Deputy Mayor of New York City for Operations
- In office c. 2006 – 30 April 2010
- Mayor: Michael Bloomberg
- Preceded by: Marc Shaw
- Succeeded by: Stephen Goldsmith

Personal details
- Born: c. 1973 (age c. 52)
- Party: Independent (since 2025) Republican (until 2025)
- Education: University of Pennsylvania Fordham University School of Law

= Edward Skyler =

American politician

Edward "Ed" Skyler (born c. 1973) is an American politician and businessperson. He was Deputy Mayor for Operations of New York City during Michael Bloomberg's administration, the youngest deputy mayor in New York City's history. In 2010, he was named the senior public and governmental relations executive at Citigroup.

==Education==
Skyler, a member of the New York State Bar, was graduated from the University of Pennsylvania and Fordham University's School of Law.

== Career ==
Prior to his appointment as Deputy Mayor for Operations, Skyler served as Deputy Mayor for Administration.
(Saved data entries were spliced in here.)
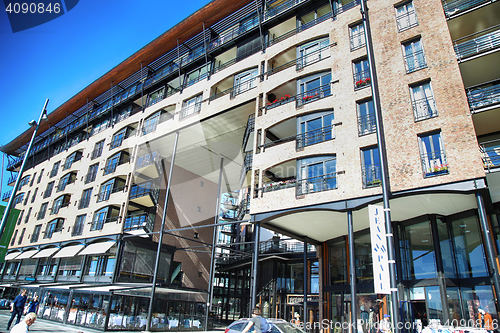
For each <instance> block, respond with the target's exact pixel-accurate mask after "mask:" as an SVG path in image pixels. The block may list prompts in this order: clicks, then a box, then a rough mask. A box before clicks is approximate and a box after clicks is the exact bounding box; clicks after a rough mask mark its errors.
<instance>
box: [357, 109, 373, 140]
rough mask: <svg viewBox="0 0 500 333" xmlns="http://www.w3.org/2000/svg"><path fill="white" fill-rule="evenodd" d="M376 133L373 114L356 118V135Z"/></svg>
mask: <svg viewBox="0 0 500 333" xmlns="http://www.w3.org/2000/svg"><path fill="white" fill-rule="evenodd" d="M376 131H377V124H376V122H375V114H374V113H369V114H367V115H364V116H358V134H359V136H361V135H366V134H370V133H375V132H376Z"/></svg>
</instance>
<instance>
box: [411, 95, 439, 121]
mask: <svg viewBox="0 0 500 333" xmlns="http://www.w3.org/2000/svg"><path fill="white" fill-rule="evenodd" d="M412 106H413V115H414V117H415V121H418V120H423V119H429V118H433V117H437V115H438V114H437V107H436V101H435V100H434V97H424V98H421V99H417V100H414V101H412Z"/></svg>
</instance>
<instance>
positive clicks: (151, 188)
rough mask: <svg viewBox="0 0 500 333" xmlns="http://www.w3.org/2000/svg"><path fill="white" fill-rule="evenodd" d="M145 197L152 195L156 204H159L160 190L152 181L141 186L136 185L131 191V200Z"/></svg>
mask: <svg viewBox="0 0 500 333" xmlns="http://www.w3.org/2000/svg"><path fill="white" fill-rule="evenodd" d="M145 195H150V196H151V198H152V199H153V201H154V202H155V203H158V197H159V195H160V189H159V188H158V187H157V186H156V184H155V183H154V182H153V181H151V180H148V181H145V182H142V183H139V184H134V185H133V186H132V189H131V190H130V199H135V198H140V197H143V196H145Z"/></svg>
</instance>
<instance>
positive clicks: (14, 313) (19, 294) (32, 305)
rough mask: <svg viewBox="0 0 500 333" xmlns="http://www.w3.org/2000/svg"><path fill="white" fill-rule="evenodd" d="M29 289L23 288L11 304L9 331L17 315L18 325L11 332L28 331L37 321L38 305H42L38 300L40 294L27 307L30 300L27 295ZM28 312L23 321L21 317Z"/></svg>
mask: <svg viewBox="0 0 500 333" xmlns="http://www.w3.org/2000/svg"><path fill="white" fill-rule="evenodd" d="M26 294H27V291H26V289H23V290H22V291H21V293H20V294H19V295H17V296H16V298H14V301H13V302H12V303H11V304H10V312H11V316H10V320H9V323H8V324H7V331H8V330H9V329H10V325H11V324H12V321H14V318H15V317H16V316H17V320H16V325H15V326H14V327H13V328H12V331H10V332H11V333H26V332H28V328H29V327H30V326H31V325H32V324H33V323H34V322H35V320H36V312H37V311H38V306H39V305H40V302H39V301H38V295H35V297H33V299H32V300H31V302H29V303H28V307H27V309H25V307H26V303H27V301H28V297H27V296H26ZM25 312H26V313H27V314H26V317H24V320H23V321H22V322H21V317H22V315H23V314H24V313H25Z"/></svg>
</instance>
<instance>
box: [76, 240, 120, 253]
mask: <svg viewBox="0 0 500 333" xmlns="http://www.w3.org/2000/svg"><path fill="white" fill-rule="evenodd" d="M115 244H116V242H102V243H94V244H90V245H88V246H87V247H86V248H85V249H83V251H82V252H80V255H84V254H102V253H105V252H106V251H108V250H109V249H110V248H111V247H112V246H113V245H115Z"/></svg>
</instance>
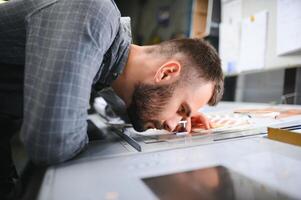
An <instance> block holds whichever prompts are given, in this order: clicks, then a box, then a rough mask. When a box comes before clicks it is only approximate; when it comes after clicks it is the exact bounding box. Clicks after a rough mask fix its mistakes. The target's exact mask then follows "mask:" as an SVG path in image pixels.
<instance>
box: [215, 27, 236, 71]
mask: <svg viewBox="0 0 301 200" xmlns="http://www.w3.org/2000/svg"><path fill="white" fill-rule="evenodd" d="M219 31H220V32H219V35H220V38H219V55H220V58H221V60H222V68H223V71H224V72H225V73H226V74H233V73H236V72H239V71H240V70H239V68H238V65H237V64H238V59H239V43H240V26H239V25H238V24H224V23H222V24H220V27H219Z"/></svg>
Skyler worked at the New York City Department of Parks & Recreation from 1995 to 1999, where he served as deputy chief of staff and as the public information director. He was a deputy press secretary to Mayor Rudolph W. Giuliani. In 2000, Skyler left Giuliani's administration to work at Bloomberg LP's Corporate Communications group.
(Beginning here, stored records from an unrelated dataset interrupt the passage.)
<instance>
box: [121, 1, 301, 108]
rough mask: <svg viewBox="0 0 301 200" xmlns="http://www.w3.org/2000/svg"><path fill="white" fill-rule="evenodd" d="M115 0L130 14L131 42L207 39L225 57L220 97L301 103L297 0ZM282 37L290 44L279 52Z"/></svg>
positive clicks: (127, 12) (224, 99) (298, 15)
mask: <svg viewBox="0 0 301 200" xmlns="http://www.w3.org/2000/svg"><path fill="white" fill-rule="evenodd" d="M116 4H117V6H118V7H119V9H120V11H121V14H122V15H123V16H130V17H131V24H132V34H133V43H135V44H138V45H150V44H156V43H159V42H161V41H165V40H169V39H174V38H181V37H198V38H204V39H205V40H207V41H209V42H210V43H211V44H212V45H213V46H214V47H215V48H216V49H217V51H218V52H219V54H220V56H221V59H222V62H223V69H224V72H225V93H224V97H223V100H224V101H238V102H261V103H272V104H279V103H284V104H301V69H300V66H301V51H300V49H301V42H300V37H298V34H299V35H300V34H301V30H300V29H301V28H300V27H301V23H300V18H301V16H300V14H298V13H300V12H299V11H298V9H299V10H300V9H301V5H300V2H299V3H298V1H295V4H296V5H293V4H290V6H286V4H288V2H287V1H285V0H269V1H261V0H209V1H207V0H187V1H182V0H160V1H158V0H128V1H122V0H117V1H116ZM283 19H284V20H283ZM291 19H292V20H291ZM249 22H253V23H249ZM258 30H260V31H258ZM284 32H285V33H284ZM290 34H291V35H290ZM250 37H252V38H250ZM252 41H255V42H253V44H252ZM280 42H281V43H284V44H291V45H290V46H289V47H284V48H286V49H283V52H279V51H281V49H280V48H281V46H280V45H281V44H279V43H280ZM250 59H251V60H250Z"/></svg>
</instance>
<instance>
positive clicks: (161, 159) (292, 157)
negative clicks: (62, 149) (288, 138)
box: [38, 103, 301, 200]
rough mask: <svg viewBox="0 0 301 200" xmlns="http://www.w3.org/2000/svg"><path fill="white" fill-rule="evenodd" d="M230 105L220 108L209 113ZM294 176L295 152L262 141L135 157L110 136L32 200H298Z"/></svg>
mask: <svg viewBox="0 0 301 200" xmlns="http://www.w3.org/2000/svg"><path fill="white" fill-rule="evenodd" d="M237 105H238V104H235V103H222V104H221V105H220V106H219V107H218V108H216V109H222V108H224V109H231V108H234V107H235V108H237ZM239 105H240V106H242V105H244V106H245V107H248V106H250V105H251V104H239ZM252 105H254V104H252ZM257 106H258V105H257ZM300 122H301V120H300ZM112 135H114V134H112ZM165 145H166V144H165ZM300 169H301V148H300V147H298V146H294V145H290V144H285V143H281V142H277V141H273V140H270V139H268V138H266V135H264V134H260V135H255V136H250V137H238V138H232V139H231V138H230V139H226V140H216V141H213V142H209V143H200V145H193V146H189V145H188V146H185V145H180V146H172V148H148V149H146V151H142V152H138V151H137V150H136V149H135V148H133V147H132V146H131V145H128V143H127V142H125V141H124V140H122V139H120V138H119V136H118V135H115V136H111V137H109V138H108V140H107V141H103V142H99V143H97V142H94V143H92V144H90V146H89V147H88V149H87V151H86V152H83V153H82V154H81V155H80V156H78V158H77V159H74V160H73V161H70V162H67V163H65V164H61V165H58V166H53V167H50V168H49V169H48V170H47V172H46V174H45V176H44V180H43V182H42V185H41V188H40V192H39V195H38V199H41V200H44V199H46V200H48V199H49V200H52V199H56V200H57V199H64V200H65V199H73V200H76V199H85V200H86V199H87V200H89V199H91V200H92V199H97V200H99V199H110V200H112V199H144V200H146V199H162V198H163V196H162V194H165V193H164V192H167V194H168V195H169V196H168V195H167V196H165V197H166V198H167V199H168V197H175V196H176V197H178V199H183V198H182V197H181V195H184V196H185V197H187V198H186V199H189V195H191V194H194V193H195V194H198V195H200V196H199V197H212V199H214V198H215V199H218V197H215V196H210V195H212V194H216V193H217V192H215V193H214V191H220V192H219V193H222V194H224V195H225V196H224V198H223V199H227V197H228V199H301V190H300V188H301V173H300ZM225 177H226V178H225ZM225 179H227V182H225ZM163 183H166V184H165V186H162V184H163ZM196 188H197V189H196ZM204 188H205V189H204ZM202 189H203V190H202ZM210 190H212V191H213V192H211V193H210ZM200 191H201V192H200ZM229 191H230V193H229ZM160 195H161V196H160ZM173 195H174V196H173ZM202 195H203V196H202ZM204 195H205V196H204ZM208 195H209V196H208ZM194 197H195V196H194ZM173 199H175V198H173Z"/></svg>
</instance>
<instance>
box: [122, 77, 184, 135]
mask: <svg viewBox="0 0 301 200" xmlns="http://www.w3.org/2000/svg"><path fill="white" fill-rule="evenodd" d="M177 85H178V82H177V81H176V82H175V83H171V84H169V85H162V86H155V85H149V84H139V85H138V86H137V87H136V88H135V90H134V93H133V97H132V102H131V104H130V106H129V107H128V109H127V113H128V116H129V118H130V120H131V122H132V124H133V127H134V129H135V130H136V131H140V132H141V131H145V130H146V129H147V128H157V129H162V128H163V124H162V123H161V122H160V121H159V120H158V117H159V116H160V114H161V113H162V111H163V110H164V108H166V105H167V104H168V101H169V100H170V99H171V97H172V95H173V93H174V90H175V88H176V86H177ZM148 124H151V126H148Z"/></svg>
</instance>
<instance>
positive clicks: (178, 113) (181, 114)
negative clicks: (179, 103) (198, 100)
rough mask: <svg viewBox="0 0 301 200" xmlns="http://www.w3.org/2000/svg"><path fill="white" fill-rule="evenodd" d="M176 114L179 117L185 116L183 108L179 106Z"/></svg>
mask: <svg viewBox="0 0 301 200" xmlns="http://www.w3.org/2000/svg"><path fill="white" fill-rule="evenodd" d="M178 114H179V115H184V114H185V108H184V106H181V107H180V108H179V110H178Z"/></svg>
In 2001, aged 28, he joined Bloomberg for Mayor as the campaign's press secretary. Skyler served in that position through the transition during which time he was appointed Press Secretary to the incoming mayor. His successor was Stu Loeser.
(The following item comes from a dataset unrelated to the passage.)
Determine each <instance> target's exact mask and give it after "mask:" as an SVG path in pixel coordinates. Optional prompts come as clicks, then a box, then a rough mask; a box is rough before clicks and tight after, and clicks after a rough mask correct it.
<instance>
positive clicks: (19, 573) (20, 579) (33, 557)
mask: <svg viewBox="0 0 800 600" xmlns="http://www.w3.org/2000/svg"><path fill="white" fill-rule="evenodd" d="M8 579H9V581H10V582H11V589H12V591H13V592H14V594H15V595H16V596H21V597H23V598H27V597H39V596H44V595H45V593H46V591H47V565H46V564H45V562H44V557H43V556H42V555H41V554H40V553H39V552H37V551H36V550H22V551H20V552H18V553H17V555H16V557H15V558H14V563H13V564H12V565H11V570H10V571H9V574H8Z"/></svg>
In 2010, Skyler joined Citigroup as an Executive Vice President for Global Public Affairs.

== Personal life ==
On March 4, 2009, Skyler, who stands 6 feet, 4 inches, tackled a mugger in midtown Manhattan after a young woman said she had just been robbed and he recovered her BlackBerry. Skyler, a longtime Republican, changed his party affiliation to independent in February 2025.